Chapter 25 Scheffe Correction for Data Snooping
When you have a contrast suggested by the data, you need to use the Scheffe adjustment to get control of any error rates. Scheffe is conservative, controlling the strong familywise error rate for an arbitrarily large number of contrasts, including contrasts suggested by the data.
We illustrate with the concrete strength data.> library(cfcdae)
> data("ConcreteStrength")
> concrete.separate <- lm(strength~fiberPct,data=ConcreteStrength)
> anova(concrete.separate)
Analysis of Variance Table
Response: strength
Df Sum Sq Mean Sq F value Pr(>F)
fiberPct 4 6.2627 1.56567 12.975 0.0005713 ***
Residuals 10 1.2067 0.12067
---
Signif. codes: 0 '***' 0.001 '**' 0.01 '*' 0.05 '.' 0.1 ' ' 1
> model.effects(concrete.separate,fiberPct)
0 0.25 0.5 0.75 1
0.593333333 0.693333333 -0.006666667 -0.173333333 -1.106666667
> linear.contrast(concrete.separate,fiberPct,c(.25,.25,.25,.25,-1))

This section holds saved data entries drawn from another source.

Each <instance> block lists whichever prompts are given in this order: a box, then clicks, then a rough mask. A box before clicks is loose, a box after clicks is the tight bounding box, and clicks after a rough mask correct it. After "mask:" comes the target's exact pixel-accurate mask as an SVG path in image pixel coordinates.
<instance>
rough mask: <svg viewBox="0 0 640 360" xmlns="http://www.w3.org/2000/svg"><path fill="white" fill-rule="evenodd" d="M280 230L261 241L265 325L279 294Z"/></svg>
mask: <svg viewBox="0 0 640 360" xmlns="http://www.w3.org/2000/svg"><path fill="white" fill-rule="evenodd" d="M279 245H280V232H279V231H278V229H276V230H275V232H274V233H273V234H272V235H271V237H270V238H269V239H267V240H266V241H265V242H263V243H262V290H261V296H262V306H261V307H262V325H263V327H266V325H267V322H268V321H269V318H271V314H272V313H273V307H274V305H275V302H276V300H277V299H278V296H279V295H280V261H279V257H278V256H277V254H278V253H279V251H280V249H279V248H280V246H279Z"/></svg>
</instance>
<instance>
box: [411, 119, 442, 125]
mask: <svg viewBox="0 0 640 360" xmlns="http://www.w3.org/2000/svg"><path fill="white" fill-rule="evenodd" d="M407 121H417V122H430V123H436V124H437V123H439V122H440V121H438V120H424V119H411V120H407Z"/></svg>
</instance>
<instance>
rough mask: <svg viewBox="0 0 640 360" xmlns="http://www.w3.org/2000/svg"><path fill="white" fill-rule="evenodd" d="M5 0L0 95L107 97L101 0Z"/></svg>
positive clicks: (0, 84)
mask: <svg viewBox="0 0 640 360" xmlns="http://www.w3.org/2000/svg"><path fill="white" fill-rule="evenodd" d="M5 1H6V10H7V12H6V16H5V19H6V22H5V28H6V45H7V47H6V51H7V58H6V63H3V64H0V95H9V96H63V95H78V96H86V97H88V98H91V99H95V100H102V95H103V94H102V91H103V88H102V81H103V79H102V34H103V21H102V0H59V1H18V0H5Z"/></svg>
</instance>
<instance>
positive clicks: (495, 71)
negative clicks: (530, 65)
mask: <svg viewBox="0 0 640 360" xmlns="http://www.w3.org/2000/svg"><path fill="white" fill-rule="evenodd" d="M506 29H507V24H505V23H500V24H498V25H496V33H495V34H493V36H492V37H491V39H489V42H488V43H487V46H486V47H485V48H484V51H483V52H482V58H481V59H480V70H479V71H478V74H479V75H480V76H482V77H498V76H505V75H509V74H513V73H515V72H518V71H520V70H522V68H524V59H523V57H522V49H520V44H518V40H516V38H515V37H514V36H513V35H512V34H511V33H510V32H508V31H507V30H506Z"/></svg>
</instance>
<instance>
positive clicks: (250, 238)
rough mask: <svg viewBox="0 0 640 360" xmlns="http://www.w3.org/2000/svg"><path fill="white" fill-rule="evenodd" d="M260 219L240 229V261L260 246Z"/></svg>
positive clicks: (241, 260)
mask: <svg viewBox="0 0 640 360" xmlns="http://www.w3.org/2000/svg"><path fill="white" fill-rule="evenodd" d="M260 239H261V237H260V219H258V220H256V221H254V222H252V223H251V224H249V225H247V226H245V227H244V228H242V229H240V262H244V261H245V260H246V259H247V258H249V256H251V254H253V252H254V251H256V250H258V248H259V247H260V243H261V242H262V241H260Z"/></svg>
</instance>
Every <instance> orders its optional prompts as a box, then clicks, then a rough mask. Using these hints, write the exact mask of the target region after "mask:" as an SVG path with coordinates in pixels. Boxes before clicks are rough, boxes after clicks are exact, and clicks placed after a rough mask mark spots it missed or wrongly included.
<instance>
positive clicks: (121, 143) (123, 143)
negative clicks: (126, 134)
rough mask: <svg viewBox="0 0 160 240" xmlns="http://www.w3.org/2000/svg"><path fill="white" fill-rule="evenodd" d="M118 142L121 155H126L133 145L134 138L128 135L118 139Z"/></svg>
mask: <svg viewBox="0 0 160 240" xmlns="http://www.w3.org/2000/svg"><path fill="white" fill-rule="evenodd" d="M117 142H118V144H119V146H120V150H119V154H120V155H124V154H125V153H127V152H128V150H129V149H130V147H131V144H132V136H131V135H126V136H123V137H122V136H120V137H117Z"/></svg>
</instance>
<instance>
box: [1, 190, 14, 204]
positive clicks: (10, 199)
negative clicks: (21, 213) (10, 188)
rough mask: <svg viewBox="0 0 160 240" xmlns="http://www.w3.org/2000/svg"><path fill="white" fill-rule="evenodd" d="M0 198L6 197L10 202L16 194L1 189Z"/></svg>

estimates se t-value p-value lower-ci upper-ci
1 1.383333 0.2242271 6.169341 0.0001056076 0.8837243 1.882942
attr(,"class")
[1] "linear.contrast"
> linear.contrast(concrete.separate,fiberPct,c(.25,.25,.25,.25,-1),
+ scheffe=TRUE)
estimates se t-value p-value lower-ci upper-ci
1 1.383333 0.2242271 6.169341 0.001934182 0.5469874 2.219679
attr(,"class")
[1] "linear.contrast"
The p-value is still pretty small, about .002, but that is 20 times the size of the unadjusted p-value. So it’s still significant after adjustment, but not nearly as significant as the naive p-value would suggest.
We have a completely analogous story when we look at the birch seedlings treated with acid mist.> data(BirchSeedlings)
> birch.separate <- lm(weights~pH,data=BirchSeedlings)
> anova(birch.separate)
Analysis of Variance Table
Response: weights
Df Sum Sq Mean Sq F value Pr(>F)
pH 4 0.7627 0.19068 16.023 1.292e-11 ***
Residuals 235 2.7965 0.01190
---
Signif. codes: 0 '***' 0.001 '**' 0.01 '*' 0.05 '.' 0.1 ' ' 1
> model.effects(birch.separate,pH)
4.7 4 3.3 3 2.3
0.05139583 0.01037500 0.03445833 0.01239583 -0.10862500
> linear.contrast(birch.separate,pH,c(.25,.25,.25,.25,-1),conf=.99) #unadjusted
estimates se t-value p-value lower-ci upper-ci
1 0.1357812 0.01760377 7.71319 3.470545e-13 0.09006581 0.1814967
attr(,"class")
[1] "linear.contrast"
> linear.contrast(birch.separate,pH,c(.25,.25,.25,.25,-1),conf=.99,scheffe=TRUE) # Scheffe adjusted
estimates se t-value p-value lower-ci upper-ci
1 0.1357812 0.01760377 7.71319 7.541588e-11 0.07086223 0.2007003
attr(,"class")
[1] "linear.contrast"
Again in this example, the adjusted p-value is still quite small, but it is 200 times the unadjusted p-value.